Used for Gene Ontology, KEGG, Reactome and WikiPathways GSEA or ORA analysis. Very useful feature for simplifying term results (removing similar/redundant terms, easing up the interpretation). Used with ‘enrichplot’ to visualize results.

Important note: This package likes to not cooperate, esp. if it comes to plots and gseKEGG functions.

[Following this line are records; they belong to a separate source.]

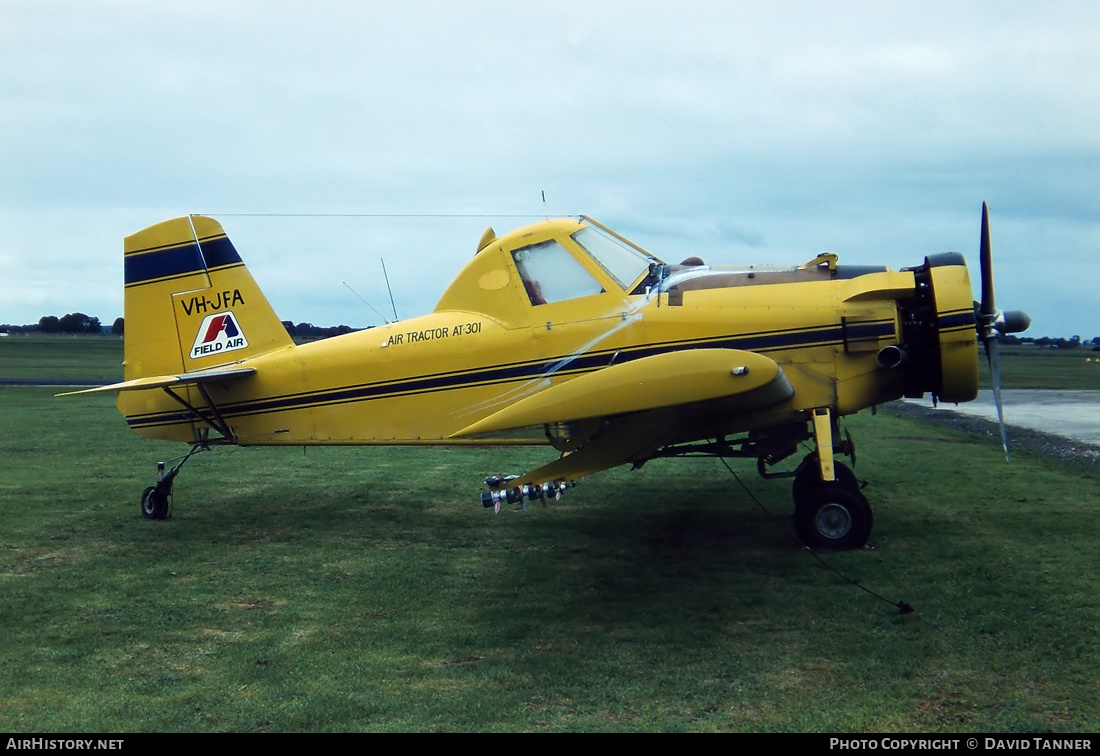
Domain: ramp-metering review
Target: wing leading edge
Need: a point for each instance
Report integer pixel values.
(164, 381)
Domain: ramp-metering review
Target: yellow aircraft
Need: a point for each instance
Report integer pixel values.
(562, 333)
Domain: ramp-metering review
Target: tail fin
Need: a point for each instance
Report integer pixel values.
(190, 303)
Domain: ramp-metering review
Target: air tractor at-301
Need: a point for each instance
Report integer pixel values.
(568, 335)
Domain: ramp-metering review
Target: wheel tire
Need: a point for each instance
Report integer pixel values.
(154, 505)
(809, 478)
(834, 516)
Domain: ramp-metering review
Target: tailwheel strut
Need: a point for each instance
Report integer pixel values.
(155, 500)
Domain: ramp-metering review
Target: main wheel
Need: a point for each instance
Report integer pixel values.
(809, 477)
(833, 516)
(154, 505)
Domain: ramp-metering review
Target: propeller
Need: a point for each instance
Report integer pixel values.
(993, 322)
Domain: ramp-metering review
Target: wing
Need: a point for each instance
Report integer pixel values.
(638, 406)
(164, 381)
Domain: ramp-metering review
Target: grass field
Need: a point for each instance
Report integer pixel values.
(366, 590)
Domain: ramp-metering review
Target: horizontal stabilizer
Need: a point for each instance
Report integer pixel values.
(649, 383)
(164, 381)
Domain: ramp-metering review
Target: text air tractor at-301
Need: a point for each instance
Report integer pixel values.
(561, 333)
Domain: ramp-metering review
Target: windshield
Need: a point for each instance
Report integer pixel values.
(622, 262)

To resolve the problem consider these:

  • make sure you have the latest version of BiocManager;

  • update clusterProfiler, enrichplot, org db, dependancies etc;

  • If still not working, use “remotes::install_github(”YuLab-SMU/clusterProfiler”))” to download dev version - last time worked;

  • still nothing - download KEGG db and use internal db.

  1. Load libraries

    library(clusterProfiler)
    library(org.Hs.eg.db)
    library(enrichplot)
    
  2. Prepare geneList which is a named list of genes/proteins with their log2 fold changes/pvalues from DE like limma’s topTable.

    geneList <- DEP[,2] #fc
    names(geneList) <- as.character(DEP[,1]) #gene symbols
    geneList <- sort(geneList, decreasing = TRUE) #sort ranks
    
  3. Some functions, like ‘gseKEGG’ don’t accept symbols as input, in this case it is needed to convert symbols into eg. ENTREZID.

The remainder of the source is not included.